Charlie Fennel’s dogs were soon back on the trail and the men hurried along the deserted strip of highway under a sky black as a hole. To stem his own uneasiness Heck leaned over and said, “Know what’s coming up this week?”

Fennel grunted.

“ St. Hubert ’s Day. And we’re going to be celebrating it.”

Fennel hawked and spit in a long arc then said, “Who’s we?”

“Emil and me. St. Hubert ’s Day. He’s the patron saint of hunters. St. Hubert hounds-that’s what he bred-”

“Who?”

“ St. Hubert . This is what I’m telling you. He was a monk or something. He bred the dogs that eventually became bloodhounds.” Heck nodded at Emil. “That boy goes farther back than I do. Part of St. Hubert ’s Day is a blessing of the hounds. Aren’t you Irish, Charlie? How come you don’t know this stuff?”

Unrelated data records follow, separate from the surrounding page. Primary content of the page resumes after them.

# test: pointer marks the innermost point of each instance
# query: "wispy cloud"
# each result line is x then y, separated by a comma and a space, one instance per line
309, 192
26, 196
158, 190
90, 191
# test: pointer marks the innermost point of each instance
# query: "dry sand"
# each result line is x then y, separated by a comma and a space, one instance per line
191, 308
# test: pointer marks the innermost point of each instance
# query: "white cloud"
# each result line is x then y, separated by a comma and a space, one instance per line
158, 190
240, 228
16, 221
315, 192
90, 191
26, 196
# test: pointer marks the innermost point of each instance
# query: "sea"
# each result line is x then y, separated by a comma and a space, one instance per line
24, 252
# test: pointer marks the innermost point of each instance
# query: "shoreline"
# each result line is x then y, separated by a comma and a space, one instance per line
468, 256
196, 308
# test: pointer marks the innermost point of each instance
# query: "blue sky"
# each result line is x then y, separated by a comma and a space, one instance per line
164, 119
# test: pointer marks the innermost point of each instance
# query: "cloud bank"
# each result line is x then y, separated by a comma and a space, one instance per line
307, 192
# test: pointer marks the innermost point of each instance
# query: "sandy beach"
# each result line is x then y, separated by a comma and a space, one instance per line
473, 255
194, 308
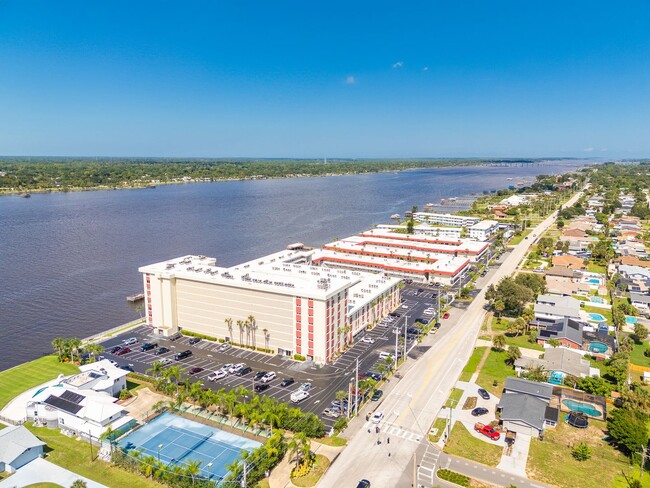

“Family’s from Londonderry.”

“You’ve got those Labs there. We ought to get a priest to bless our dogs. What do you think about that, Charlie? How ’bout over at St. Mary’s. Think that priest’d do that for us?” Fennel didn’t answer and Heck continued, “You know bloodhounds go back to Mesopotamia?”

“Where the hell’s that?”

“ Iraq.”

“Now that,” Fennel said, “was a stupid little war.”

“I think we should’ve kept going, tromp, tromp, tromp, all the way to Baghdad.”

“I’ll second that.” Then Fennel laughed.

Heck, grinning, asked, “What’s so funny?”

“You’re a crazy man after a crazy man, Trenton.”

“Say what you will, I think I’m going to find me a priest and get Emil blessed after this is over.”

“If he catches the guy.”

“No, I think I’ll just do it anyway.”

The road down which they now pursued Hrubek was a dark country highway, which threaded through a string of small towns and unincorporated portions of the county. If Hrubek had Boston in mind he was taking the long route. But, Heck concluded, it was also the smarter way to travel. Along these roads there’d be hardly any local police, and the houses and traffic would be sparse.